Moradores da Baixada também passam por problemas. Roberto Silva de Melo afirma que, em Nilópolis, o desespero já começa a afligir muitas famílias:

- Desgraça pouca é bobagem. Nilópolis, apesar de todo o calor, está sem água desde as 11h desta segunda.

O caos atingiu até mesmo os deputados estaduais, que tiveram que encerrar o expediente por volta das 15h de ontem. O problema de abastecimento desligou o sistema central de refrigeração do Palácio Tiradentes.

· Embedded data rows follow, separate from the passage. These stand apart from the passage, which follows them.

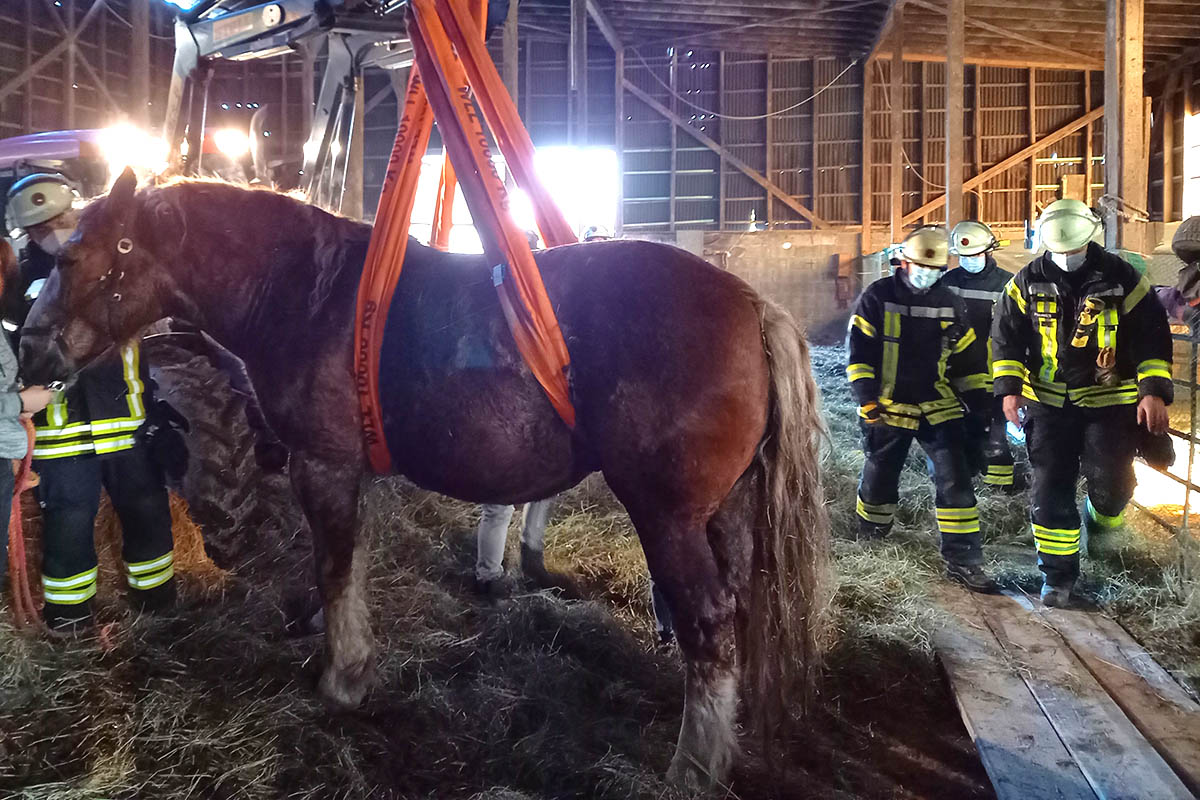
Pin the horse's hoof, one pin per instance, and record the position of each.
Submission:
(342, 690)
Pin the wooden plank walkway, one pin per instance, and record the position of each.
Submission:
(1066, 704)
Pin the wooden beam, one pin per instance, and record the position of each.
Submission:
(955, 48)
(139, 61)
(577, 72)
(737, 163)
(1015, 158)
(605, 25)
(510, 53)
(895, 100)
(1006, 32)
(1125, 158)
(867, 186)
(1032, 88)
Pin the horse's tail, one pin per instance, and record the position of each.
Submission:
(784, 630)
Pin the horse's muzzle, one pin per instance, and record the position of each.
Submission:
(42, 360)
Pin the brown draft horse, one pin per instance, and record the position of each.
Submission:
(694, 396)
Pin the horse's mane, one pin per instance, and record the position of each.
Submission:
(295, 235)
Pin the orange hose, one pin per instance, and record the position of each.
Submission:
(23, 606)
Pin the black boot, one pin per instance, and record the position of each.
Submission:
(972, 577)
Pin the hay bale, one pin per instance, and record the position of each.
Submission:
(192, 564)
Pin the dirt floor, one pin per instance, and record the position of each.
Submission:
(532, 698)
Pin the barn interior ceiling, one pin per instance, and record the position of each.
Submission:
(1015, 32)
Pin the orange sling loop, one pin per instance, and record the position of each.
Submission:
(522, 294)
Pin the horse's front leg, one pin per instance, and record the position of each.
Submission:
(329, 495)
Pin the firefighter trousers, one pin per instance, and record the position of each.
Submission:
(70, 498)
(879, 491)
(1000, 464)
(1063, 443)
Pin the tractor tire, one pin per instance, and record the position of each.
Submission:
(229, 495)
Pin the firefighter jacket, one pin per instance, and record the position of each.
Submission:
(102, 410)
(979, 292)
(915, 355)
(1096, 336)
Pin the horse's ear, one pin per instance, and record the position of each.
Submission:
(120, 197)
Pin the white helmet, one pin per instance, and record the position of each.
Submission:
(1067, 226)
(972, 238)
(39, 198)
(927, 246)
(594, 233)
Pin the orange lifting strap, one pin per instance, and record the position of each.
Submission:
(451, 68)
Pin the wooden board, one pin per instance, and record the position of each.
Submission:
(1020, 750)
(1113, 755)
(1161, 709)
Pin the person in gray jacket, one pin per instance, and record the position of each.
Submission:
(15, 404)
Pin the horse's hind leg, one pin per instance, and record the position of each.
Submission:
(702, 607)
(329, 494)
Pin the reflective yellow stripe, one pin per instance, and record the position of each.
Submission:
(61, 451)
(1135, 296)
(1153, 368)
(965, 341)
(73, 582)
(1014, 292)
(151, 581)
(1048, 326)
(891, 352)
(879, 513)
(131, 358)
(1007, 368)
(1104, 521)
(863, 325)
(859, 372)
(142, 567)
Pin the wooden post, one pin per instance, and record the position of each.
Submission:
(511, 54)
(723, 190)
(139, 61)
(867, 190)
(579, 72)
(352, 198)
(769, 145)
(619, 136)
(1169, 148)
(1089, 144)
(1125, 156)
(955, 47)
(1032, 82)
(895, 97)
(977, 137)
(815, 119)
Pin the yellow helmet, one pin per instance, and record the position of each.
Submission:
(1067, 226)
(928, 246)
(971, 238)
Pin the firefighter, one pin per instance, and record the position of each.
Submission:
(1081, 356)
(916, 367)
(87, 439)
(978, 282)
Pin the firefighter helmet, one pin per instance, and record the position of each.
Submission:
(1186, 241)
(972, 238)
(39, 198)
(1067, 226)
(927, 246)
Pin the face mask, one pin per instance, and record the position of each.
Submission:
(53, 241)
(973, 263)
(1069, 262)
(923, 277)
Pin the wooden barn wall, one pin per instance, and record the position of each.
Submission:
(999, 120)
(42, 88)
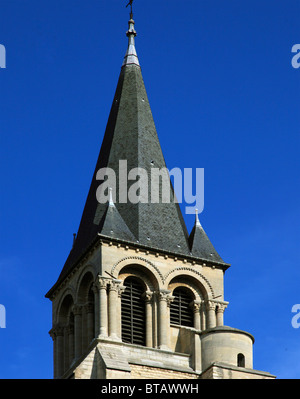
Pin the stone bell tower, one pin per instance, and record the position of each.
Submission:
(139, 297)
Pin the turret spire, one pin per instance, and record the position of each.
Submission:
(131, 56)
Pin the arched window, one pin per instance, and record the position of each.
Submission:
(180, 310)
(241, 360)
(133, 312)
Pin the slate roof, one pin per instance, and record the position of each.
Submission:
(200, 245)
(131, 135)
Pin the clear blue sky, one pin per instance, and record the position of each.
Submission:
(224, 97)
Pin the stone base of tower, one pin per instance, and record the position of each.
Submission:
(108, 359)
(223, 371)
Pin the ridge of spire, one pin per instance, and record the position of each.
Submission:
(131, 57)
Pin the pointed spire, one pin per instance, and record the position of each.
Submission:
(200, 244)
(197, 222)
(131, 55)
(110, 201)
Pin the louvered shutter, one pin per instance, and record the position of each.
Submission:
(180, 309)
(133, 312)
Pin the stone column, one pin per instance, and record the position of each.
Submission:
(89, 309)
(53, 336)
(211, 309)
(66, 348)
(100, 289)
(164, 318)
(71, 344)
(197, 319)
(113, 309)
(59, 332)
(203, 317)
(77, 311)
(148, 296)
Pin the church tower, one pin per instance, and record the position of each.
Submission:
(139, 297)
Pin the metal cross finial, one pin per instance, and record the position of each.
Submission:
(130, 4)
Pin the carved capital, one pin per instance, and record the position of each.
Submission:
(89, 307)
(148, 296)
(101, 283)
(77, 310)
(211, 305)
(164, 295)
(196, 306)
(115, 285)
(221, 306)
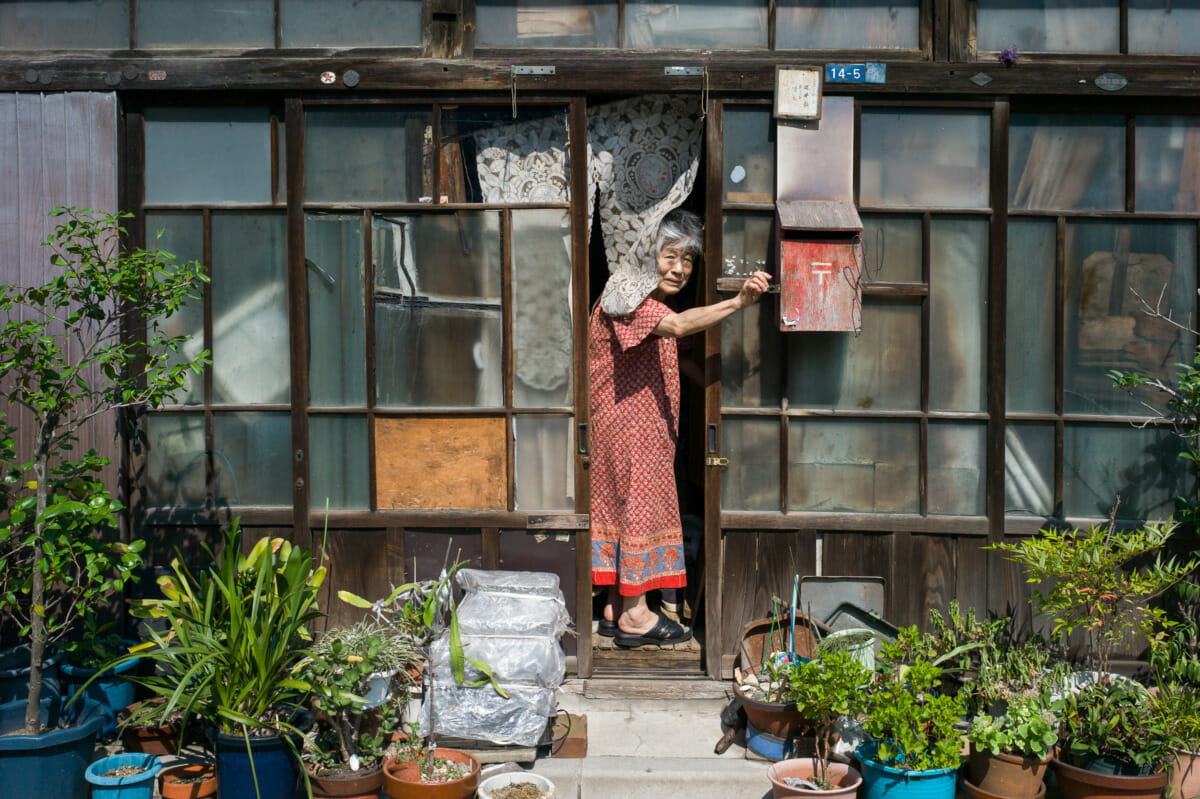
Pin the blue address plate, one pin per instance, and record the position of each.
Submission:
(869, 72)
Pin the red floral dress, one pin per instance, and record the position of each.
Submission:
(636, 536)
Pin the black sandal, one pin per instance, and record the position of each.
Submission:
(664, 631)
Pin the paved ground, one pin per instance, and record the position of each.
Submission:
(648, 749)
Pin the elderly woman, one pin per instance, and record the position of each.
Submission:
(636, 535)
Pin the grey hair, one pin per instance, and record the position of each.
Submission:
(683, 229)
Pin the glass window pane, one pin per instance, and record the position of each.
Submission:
(876, 370)
(1164, 26)
(1029, 469)
(545, 462)
(847, 24)
(1168, 170)
(1030, 341)
(924, 158)
(1109, 266)
(65, 24)
(351, 23)
(1049, 25)
(183, 235)
(892, 248)
(337, 462)
(541, 308)
(545, 23)
(718, 24)
(337, 359)
(853, 466)
(252, 458)
(751, 480)
(213, 23)
(1068, 162)
(208, 155)
(1143, 467)
(958, 313)
(751, 355)
(251, 344)
(175, 460)
(957, 469)
(366, 155)
(749, 155)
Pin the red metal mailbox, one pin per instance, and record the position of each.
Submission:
(820, 258)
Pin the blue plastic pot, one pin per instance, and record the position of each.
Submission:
(887, 782)
(136, 786)
(15, 674)
(270, 758)
(52, 764)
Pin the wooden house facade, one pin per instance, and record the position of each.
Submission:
(397, 319)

Estudante de Direito de uma faculdade particular de Padre Miguel, Victor Escobar David, de 17 anos, contou que a instituição interrompeu as aulas:

- Isso causa um grande transtorno por conta de possíveis alterações no calendário. Detalhe: problemas ocasionados por falta d"água são mais do que comuns na Zona Oeste do Rio de Janeiro e na Baixada. Estudei durante muitos anos em Nilópolis e presenciei casos em que a instituição teve de comprar carro-pipa para proporcionar um dia normal de aula. São problemas bastante comuns, infelizmente.

Quatro interrupções

Segundo a Cedae, o primeiro corte de luz no sistema Guandu aconteceu às 22h55m de sexta-feira; o segundo, à 1h de sábado; o terceiro, às 23h01m de sábado; e o último, às 22h50m de domingo. Na madrugada de domingo, o sistema Guandu foi restabelecido. A Light ficou de apresentar à Cedae, ao longo da semana, um plano para que tais problemas não voltem a acontecer. A Cedae informou que manterá até a noite de amanhã um esquema especial de atendimento a consumidores especiais, como hospitais.

Em dezembro de 2012, quatro cortes de energia paralisaram as elevatórias que levam água para a Baixada Fluminense. À época, o problema afetou a distribuição em Nova Iguaçu, Duque de Caxias, Belford Roxo e Nilópolis, o mais prejudicado. O problema só foi normalizado após 48 horas.